LDX Project Status

LDX Project Status

October 7, 2001


Work on the LDX floating coil continues at Ability Engineering Technology in South Holland, Illinois. Currently, the composite lead shields are under construction. The inner skins of the two torus halves have been completed and layout is underway of the "meat" (i.e. lead tiles) of the composite sandwich. All lead tiles have been cut and weighed. The cooling tubes have been laid out with all brazed transitions completed, and leak checked. Soldering of thermal interconnect strips between the lead and copper cooling tubes are now underway.

All subcomponents of the unique laminated supports have been received and are now being cleaned for final assembly. A test assembly was made to verify the height and functionality of the supports which contain over 250 pie-pan shaped washers.

A picture of the f-coil shield showing the cooling coils is shown below.


We have reached an agreement with SINTEZ for the completion of the c-coil. A realistic schedule has been approved which will lead to delivery of the c-coil to MIT in July, 2002. We have agreed to increase the cost by $100K, up to a total cost of $410K. The contract for the construction of the cryostat has been given to the Efremov Shop (EFO plant) which should facilitate the timely manufacture of this large item.

The winding machine has been installed in a "clean" building with a newly painted floor. Five bobbins of conductor have been delivered to SINTEZ from the Moscow cable Institute. The remaining 6 bobbins will be delivered later. The winding tools have been manufactured, inspected, assembled and installed at the winding machine. The tensioner was calibrated during a trial winding.

The C-coil winding began on October 25 and 14 layers were finished by November 5. The winding rate is approximately 1.75 layers per day which extrapolates to an estimated completion date for the winding of December 4. The number of turns in a layer is observed to be between 172 and 176, depending on amount of space for the insulation of conductor. They are planning on making 50 layers (according to the ordered lengths of conductor, i.e. 8750 turns). An uninterrupted engineering quality control according to a protocol is being followed during the whole winding process.

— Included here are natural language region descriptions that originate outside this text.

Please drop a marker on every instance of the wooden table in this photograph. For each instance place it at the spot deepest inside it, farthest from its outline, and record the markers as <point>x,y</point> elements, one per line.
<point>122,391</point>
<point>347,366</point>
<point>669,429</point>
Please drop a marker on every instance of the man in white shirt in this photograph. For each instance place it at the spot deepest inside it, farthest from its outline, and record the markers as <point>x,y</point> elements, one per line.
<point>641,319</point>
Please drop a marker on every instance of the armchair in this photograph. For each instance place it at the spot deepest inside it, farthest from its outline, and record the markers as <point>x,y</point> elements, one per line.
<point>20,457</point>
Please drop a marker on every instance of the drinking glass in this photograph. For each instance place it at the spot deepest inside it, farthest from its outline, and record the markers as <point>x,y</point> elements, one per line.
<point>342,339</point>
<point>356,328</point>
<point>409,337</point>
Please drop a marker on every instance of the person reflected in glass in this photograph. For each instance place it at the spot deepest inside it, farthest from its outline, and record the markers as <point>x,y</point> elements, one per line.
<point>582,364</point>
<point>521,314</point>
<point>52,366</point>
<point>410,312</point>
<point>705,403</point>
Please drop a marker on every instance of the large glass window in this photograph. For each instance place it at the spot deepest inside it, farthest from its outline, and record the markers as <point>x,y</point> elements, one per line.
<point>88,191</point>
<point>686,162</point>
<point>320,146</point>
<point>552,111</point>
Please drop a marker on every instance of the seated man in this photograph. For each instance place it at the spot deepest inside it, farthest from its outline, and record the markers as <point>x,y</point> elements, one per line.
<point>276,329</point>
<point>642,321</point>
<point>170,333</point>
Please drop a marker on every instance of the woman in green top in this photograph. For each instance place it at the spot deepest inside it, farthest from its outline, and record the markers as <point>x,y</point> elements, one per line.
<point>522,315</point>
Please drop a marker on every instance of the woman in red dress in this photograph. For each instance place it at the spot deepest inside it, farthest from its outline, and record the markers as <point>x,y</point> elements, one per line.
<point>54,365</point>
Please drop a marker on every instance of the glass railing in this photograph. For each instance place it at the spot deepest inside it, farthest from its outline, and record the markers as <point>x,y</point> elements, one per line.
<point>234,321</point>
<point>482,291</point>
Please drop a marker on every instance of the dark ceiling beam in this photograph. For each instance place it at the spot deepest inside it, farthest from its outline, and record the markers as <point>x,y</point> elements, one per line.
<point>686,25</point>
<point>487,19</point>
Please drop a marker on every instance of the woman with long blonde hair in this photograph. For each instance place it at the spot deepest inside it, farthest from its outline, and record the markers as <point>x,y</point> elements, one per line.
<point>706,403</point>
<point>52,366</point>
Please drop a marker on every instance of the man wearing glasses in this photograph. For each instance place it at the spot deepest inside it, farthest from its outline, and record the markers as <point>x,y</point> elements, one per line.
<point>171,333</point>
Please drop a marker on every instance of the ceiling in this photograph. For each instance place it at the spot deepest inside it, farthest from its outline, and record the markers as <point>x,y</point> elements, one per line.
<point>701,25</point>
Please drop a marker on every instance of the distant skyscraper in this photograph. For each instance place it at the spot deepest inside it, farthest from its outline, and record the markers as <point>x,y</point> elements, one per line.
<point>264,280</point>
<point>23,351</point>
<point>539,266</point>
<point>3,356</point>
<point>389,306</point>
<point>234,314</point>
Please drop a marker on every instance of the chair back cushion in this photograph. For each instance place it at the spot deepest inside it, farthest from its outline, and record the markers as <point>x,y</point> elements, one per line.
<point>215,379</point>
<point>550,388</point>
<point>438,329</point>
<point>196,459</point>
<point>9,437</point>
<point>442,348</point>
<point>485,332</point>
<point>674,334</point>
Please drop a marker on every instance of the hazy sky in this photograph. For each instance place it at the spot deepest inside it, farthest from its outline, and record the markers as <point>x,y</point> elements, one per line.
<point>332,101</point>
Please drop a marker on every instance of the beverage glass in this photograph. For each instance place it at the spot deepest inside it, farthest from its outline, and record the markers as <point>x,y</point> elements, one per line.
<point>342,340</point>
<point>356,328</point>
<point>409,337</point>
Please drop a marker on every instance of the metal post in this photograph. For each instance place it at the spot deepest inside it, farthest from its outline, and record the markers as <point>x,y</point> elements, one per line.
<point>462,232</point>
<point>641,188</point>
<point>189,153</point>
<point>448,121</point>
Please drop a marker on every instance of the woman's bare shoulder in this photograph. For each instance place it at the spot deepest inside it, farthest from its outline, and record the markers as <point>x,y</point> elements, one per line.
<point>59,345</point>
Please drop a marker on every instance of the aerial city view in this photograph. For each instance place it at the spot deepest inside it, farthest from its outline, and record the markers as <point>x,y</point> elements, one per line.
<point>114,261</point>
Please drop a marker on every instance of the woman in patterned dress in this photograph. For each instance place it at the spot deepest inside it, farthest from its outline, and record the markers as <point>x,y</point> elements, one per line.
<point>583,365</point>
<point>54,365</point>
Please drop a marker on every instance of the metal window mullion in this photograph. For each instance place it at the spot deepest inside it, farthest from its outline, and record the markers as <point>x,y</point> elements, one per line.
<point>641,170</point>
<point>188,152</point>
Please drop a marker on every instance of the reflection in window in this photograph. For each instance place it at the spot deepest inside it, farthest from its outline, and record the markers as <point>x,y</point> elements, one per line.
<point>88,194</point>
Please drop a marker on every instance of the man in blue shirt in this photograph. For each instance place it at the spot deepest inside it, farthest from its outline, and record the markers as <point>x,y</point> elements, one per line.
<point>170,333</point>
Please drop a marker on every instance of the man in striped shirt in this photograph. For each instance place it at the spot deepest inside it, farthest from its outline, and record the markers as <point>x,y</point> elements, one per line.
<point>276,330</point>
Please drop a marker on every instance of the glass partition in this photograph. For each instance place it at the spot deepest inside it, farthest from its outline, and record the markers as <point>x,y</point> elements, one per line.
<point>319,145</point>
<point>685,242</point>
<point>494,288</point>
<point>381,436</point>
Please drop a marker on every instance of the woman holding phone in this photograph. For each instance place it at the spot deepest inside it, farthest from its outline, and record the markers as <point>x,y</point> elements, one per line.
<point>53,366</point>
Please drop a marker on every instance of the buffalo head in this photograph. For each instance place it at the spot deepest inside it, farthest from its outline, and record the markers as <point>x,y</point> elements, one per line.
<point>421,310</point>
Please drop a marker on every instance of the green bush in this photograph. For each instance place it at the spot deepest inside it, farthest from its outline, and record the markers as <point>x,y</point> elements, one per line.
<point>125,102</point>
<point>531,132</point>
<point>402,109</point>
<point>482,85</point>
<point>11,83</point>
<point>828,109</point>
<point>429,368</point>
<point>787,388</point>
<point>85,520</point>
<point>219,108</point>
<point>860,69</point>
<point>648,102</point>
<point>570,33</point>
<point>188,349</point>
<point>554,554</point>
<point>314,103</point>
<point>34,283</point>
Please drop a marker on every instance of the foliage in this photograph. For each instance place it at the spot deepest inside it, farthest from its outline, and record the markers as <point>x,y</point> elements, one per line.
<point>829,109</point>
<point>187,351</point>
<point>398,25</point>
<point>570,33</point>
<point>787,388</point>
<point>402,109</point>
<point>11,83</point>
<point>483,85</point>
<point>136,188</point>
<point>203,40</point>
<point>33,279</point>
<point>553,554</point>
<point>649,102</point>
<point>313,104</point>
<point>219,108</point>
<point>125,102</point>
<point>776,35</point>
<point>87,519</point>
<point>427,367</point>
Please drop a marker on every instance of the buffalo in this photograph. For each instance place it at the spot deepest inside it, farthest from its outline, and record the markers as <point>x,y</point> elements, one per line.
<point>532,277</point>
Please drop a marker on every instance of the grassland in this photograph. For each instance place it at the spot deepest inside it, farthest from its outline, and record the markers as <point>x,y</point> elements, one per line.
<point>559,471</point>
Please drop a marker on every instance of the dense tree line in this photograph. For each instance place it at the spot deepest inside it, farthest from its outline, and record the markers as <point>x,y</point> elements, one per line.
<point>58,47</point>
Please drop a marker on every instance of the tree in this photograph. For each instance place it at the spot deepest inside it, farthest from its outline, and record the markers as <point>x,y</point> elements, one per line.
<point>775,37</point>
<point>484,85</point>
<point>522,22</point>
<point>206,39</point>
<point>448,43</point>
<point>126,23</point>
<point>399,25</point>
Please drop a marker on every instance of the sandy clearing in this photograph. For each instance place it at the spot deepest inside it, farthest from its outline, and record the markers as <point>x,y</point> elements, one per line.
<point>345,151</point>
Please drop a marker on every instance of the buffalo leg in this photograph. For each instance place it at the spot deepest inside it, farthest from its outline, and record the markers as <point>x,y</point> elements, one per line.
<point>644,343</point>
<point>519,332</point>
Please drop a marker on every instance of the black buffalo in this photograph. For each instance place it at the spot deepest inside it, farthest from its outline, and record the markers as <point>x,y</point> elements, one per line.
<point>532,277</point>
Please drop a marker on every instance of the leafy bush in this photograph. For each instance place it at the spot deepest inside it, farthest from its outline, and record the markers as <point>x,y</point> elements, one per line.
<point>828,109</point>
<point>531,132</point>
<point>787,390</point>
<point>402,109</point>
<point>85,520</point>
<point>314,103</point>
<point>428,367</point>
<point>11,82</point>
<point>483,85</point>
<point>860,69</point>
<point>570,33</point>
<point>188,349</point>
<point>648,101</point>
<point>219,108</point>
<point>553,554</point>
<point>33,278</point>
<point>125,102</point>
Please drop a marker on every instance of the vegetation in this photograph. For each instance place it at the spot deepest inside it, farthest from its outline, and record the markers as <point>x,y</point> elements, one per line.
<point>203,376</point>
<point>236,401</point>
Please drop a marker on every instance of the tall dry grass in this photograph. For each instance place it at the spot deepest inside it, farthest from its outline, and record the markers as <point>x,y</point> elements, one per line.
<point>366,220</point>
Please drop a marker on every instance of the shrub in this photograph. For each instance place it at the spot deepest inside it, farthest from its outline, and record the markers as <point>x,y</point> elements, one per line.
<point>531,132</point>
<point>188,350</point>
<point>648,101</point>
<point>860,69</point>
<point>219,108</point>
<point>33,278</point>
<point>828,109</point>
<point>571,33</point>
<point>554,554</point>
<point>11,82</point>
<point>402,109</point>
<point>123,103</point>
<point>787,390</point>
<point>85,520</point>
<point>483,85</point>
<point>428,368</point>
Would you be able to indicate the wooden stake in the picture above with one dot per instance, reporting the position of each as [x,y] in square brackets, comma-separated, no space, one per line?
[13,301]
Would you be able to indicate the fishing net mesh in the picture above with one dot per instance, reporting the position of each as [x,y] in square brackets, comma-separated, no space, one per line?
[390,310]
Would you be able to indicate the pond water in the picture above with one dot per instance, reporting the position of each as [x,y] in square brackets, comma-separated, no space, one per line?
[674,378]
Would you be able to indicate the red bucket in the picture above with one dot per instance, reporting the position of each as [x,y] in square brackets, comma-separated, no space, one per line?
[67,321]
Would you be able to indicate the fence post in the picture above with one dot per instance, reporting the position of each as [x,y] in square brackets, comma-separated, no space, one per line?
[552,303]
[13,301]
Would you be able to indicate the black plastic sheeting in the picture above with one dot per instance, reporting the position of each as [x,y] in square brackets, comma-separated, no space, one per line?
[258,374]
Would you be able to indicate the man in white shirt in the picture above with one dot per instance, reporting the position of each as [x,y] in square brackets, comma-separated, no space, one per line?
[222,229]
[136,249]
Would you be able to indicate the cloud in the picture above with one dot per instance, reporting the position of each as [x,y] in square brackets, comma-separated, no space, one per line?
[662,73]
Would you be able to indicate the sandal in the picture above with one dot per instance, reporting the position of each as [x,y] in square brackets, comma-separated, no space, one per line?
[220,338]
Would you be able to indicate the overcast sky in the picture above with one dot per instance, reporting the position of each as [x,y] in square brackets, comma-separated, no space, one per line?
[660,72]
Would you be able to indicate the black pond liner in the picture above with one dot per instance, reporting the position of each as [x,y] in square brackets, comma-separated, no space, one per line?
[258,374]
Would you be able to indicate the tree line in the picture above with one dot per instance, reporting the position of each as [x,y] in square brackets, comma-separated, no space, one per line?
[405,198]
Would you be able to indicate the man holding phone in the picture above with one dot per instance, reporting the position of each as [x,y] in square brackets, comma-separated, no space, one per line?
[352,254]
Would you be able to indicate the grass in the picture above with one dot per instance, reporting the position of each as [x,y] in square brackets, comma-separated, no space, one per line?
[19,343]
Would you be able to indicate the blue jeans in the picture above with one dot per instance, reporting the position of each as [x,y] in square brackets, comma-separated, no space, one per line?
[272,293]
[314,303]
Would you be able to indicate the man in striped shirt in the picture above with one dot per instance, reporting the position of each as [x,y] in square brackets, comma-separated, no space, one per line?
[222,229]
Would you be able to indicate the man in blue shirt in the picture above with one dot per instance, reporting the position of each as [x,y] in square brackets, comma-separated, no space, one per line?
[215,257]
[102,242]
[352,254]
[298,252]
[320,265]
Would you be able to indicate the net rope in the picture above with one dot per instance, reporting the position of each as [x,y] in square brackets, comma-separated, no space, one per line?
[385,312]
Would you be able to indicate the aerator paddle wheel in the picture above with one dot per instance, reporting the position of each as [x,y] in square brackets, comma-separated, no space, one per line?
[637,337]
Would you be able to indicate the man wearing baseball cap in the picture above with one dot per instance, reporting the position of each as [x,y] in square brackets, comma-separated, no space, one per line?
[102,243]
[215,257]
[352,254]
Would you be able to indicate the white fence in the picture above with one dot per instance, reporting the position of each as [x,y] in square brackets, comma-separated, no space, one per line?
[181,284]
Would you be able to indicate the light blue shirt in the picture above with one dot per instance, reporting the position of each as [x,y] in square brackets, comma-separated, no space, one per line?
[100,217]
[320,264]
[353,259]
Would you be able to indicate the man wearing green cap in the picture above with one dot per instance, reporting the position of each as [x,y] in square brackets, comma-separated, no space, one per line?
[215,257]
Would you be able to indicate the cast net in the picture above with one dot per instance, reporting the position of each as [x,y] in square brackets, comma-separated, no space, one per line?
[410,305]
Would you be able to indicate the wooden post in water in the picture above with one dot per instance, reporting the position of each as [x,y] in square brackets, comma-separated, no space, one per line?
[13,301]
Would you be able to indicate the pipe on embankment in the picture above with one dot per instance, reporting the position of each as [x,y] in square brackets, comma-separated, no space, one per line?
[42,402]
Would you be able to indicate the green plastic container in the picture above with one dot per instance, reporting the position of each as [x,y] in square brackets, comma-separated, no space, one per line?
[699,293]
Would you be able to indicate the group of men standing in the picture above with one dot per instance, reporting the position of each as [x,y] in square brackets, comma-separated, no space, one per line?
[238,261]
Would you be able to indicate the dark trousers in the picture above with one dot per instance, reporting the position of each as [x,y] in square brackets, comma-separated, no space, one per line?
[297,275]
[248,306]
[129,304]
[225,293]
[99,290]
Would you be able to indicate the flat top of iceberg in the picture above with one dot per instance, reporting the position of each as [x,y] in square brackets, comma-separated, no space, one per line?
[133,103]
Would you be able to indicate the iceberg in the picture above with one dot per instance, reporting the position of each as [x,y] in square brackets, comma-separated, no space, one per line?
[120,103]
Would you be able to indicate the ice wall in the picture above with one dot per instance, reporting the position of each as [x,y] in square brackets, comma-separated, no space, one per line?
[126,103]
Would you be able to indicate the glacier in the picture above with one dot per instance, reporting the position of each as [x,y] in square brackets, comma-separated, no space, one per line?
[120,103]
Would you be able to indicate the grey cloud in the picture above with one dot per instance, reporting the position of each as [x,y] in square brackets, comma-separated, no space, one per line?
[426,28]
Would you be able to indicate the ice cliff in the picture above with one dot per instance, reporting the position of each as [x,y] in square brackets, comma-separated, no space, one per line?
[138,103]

The quench protection (QPS) and quench detection (QDS) systems are almost fully assembled in their boxes. The resistor for the QPS is being manufactured and will be ready in 1.5 month. The assembled QPS will be tested with an external resistor shortly. The final version of quench protection system document (including schematics) for the Final Design Document as well as the final version of the Interface Control Document have been received.

The cryostat manufacturing is in a technological preparation stage at the SINTEZ EFO Plant. The quantity of the main materials for the cryostat has been determined and the EFO plant is arranging to purchase them. Steel will be obtained outside of Russia (in Europe). A schedule will be made for each item and for each manufacturing tool.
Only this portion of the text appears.